A langue encapsula, em si, as regras e convenções de um dado sistema significante, estando independente de utilizações e utilizadores individualizados. Por convenções, entende-se aquilo que, tacitamente, estes mesmos utilizadores acordaram, na forma deste ou daquele vocábulo possuir um certo significado, assim como a própria articulação de um certo conjunto de letras. Daqui, advêm as sucessões linguísticas discursivas (parole), onde se revelam as diretrizes da langue, que surgem como as normas de um jogo perante as escolhas e preferências individuais nesse mesmo jogo. Neste capítulo, os signos, ao articular um segmento sonoro ou escrito com uma noção, são percebidos na parole através da langue. A segunda depende da primeira de forma a uniformizar aquilo que é o processo linguístico de expressão deste ou daquele conceito, desta ou daquela ideia. É neste prisma que Saussure aponta para o estudo da langue como a etapa mais importante no entendimento de um idioma, na construção de sentidos, para lá do vocabulário de parole.

A influência

Ferdinand de Saussure seria alvo de escrutínio pelo que havia escrito e proposto após a sua morte, considerando, muitos dos seus sucessores no estudo da linguística, novas ideias, que aprofundaram os passos dados pelo suíço. O papel da cognição seria explorado, assim como a própria temporalidade do idioma, embora se fossem sustentando nas estruturas propostas, inicialmente, por Sausurre.

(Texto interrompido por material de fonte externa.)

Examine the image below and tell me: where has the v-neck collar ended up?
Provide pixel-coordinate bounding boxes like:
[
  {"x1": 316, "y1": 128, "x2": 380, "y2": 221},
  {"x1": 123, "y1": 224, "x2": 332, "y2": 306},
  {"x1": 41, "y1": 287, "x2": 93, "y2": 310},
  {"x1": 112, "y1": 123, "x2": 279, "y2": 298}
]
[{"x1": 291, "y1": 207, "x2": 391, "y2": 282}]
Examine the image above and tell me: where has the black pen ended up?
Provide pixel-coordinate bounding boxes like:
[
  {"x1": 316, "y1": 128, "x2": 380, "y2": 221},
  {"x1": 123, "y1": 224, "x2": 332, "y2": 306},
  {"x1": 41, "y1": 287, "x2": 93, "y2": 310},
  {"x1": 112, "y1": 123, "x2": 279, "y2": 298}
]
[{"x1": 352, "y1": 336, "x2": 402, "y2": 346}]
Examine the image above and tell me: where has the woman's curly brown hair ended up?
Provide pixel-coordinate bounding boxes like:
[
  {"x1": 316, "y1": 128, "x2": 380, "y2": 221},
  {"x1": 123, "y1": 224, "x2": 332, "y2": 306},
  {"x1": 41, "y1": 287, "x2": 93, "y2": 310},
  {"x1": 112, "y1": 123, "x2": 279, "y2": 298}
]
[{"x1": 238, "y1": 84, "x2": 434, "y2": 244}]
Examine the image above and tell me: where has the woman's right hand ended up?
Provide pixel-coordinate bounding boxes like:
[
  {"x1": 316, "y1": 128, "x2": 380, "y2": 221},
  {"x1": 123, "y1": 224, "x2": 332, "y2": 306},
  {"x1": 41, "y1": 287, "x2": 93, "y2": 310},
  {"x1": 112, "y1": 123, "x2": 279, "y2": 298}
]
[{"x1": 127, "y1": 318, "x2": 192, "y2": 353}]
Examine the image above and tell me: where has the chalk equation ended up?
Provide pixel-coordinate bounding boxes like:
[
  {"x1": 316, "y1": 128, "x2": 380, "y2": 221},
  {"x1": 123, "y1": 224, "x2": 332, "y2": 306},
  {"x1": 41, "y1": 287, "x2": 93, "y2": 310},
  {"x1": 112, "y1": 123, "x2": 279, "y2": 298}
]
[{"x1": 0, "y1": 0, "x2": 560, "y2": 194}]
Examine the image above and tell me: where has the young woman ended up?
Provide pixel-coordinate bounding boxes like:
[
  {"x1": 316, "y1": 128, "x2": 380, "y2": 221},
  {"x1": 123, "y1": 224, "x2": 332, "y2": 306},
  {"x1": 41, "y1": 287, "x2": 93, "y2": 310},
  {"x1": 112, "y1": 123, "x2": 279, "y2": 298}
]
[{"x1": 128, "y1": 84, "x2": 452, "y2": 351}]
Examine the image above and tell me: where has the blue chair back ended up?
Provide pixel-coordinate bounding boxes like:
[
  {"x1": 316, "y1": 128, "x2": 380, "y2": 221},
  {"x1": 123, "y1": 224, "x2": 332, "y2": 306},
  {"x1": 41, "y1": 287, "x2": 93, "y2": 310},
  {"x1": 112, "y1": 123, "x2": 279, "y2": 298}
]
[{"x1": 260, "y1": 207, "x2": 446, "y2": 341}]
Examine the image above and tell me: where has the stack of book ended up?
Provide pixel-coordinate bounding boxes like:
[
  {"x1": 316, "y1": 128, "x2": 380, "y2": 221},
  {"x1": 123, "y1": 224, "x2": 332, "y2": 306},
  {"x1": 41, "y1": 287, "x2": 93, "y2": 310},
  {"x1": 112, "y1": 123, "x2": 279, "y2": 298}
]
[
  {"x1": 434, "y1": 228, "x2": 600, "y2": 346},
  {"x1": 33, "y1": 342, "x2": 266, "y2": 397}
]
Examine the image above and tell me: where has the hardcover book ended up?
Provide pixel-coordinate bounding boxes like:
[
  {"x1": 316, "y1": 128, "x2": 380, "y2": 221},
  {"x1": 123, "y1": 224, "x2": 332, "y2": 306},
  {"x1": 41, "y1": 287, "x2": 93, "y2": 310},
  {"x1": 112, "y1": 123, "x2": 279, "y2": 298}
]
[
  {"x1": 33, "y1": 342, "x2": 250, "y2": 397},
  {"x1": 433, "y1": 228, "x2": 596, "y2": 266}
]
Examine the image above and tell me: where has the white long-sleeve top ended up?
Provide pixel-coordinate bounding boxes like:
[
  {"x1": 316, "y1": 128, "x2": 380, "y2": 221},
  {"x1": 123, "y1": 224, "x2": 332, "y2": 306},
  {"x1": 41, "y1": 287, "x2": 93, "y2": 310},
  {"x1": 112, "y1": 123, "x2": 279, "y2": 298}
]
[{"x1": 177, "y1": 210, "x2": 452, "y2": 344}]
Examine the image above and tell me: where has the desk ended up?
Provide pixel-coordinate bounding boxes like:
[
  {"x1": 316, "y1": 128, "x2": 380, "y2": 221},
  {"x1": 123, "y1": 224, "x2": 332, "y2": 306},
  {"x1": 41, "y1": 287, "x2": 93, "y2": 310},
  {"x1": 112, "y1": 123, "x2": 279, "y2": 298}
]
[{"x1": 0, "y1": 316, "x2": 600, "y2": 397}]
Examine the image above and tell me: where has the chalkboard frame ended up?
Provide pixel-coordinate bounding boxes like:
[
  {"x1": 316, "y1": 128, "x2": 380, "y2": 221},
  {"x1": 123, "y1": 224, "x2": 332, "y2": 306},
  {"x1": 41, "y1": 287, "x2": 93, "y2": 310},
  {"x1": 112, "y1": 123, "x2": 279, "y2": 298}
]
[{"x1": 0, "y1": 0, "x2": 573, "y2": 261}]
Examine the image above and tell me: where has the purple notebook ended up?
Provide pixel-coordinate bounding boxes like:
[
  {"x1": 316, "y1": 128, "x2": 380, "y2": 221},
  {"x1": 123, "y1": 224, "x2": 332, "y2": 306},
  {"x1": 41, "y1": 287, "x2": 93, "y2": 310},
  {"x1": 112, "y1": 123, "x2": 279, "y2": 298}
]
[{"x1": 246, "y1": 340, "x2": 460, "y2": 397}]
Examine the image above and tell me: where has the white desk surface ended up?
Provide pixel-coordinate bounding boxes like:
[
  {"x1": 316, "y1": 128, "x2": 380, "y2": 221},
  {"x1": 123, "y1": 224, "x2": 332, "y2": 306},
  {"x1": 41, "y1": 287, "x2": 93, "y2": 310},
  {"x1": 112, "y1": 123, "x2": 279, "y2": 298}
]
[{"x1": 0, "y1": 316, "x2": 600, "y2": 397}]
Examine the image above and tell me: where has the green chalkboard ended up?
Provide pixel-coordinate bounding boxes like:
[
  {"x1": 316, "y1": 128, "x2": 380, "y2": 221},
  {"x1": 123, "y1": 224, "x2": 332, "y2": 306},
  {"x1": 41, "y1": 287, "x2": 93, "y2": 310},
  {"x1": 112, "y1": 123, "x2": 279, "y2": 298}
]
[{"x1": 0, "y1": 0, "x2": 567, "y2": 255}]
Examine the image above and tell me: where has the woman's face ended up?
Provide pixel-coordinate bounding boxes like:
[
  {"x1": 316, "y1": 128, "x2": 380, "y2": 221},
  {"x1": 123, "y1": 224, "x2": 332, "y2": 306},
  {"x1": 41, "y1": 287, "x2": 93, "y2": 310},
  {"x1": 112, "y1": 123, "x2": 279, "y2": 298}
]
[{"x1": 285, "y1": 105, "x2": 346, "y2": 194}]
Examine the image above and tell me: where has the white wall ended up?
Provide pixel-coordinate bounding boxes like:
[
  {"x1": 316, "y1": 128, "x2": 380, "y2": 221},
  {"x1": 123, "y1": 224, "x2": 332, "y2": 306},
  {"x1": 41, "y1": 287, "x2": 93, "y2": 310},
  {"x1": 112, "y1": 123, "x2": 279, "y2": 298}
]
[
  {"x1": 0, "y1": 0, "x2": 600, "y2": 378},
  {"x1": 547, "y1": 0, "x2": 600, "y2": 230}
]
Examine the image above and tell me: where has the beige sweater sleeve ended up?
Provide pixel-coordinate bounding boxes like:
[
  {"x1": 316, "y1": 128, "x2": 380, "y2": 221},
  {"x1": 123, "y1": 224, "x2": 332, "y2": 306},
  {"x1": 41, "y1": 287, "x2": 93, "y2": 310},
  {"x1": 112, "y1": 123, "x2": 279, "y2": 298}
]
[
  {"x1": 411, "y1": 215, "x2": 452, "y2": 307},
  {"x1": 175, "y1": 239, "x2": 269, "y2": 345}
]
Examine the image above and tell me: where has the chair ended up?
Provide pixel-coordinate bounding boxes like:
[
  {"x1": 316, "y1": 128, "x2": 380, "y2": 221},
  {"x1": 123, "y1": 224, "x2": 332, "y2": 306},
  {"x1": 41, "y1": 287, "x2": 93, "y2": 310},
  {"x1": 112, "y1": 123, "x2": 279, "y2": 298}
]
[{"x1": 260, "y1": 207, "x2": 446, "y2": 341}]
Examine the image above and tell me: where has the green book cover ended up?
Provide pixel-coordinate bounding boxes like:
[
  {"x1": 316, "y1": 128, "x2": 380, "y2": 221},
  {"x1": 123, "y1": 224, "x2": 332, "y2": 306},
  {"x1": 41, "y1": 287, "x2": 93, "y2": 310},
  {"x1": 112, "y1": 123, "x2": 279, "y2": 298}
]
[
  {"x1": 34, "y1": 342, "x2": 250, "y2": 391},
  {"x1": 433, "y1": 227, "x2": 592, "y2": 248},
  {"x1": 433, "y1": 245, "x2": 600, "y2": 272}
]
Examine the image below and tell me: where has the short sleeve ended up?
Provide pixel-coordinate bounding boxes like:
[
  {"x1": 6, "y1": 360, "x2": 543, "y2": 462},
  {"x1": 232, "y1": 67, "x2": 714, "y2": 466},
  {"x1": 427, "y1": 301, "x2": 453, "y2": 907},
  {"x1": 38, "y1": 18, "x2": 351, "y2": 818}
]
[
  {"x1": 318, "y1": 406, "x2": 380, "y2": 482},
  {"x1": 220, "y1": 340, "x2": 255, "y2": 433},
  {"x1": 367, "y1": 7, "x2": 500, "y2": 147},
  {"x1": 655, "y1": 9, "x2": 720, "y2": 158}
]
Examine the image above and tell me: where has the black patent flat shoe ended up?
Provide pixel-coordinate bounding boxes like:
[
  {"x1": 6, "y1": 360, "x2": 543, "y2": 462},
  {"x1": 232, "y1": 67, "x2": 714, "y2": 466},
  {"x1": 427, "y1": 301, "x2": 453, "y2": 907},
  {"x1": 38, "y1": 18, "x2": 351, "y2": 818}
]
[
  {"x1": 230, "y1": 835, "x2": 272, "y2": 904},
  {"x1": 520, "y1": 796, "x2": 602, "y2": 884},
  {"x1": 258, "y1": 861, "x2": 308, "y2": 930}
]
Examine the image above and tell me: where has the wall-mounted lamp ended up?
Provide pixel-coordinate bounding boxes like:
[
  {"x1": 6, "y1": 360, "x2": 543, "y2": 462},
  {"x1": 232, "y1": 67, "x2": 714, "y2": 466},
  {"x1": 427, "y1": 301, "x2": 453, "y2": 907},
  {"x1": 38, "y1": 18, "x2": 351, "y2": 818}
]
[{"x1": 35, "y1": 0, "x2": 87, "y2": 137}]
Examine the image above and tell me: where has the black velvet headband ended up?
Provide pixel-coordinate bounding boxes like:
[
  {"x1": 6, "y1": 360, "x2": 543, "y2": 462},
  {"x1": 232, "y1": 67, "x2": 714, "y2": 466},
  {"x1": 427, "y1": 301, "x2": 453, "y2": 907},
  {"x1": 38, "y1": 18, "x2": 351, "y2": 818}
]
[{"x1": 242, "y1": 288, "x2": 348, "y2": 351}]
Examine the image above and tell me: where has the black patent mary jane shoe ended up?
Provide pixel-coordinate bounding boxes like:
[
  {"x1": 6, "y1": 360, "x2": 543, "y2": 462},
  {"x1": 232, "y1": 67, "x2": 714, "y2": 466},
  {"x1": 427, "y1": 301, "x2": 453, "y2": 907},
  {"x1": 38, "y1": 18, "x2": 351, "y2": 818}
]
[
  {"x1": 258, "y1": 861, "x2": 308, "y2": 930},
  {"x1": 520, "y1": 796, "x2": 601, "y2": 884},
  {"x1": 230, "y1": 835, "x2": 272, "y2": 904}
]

Conforme mencionado, o estruturalismo de Saussure seria uma ferramenta conceptual a partir da qual muitos desenvolveram profundo trabalho. Neste núcleo, incluem-se vários franceses, como o antropólogo Claude Lévi-Strauss, o psicanalista Jacques Lacan, o também linguista, teórico e filósofo Roland Barthes, e o filósofo Jean Baudrillard. A própria semiologia foi revalorizada, homologada, e adaptada ao estudo da lógica filosófica, tanto do ponto de vista do discurso comunicativo, como da própria representação dos agentes protagonistas deste. Para além, também conheceria um novo cunho, após estudos mais contemporâneos, passando a designar-se, enfim, por semiótica.

Ferdinand de Saussure tornou-se proeminente na formação e formulação científica e estruturalista da linguística. O seu papel na construção de um entendimento das línguas e dos idiomas nacionais e internacionais desdobrou-se numa análise que se repercutiu por outras áreas do saber, capazes de aplicar, no seu entendimento e explicação da realidade social, o método científico. Codificando e orquestrando métodos e signos, Saussure construiu a simbologia de uma falada e mentalizada metodologia.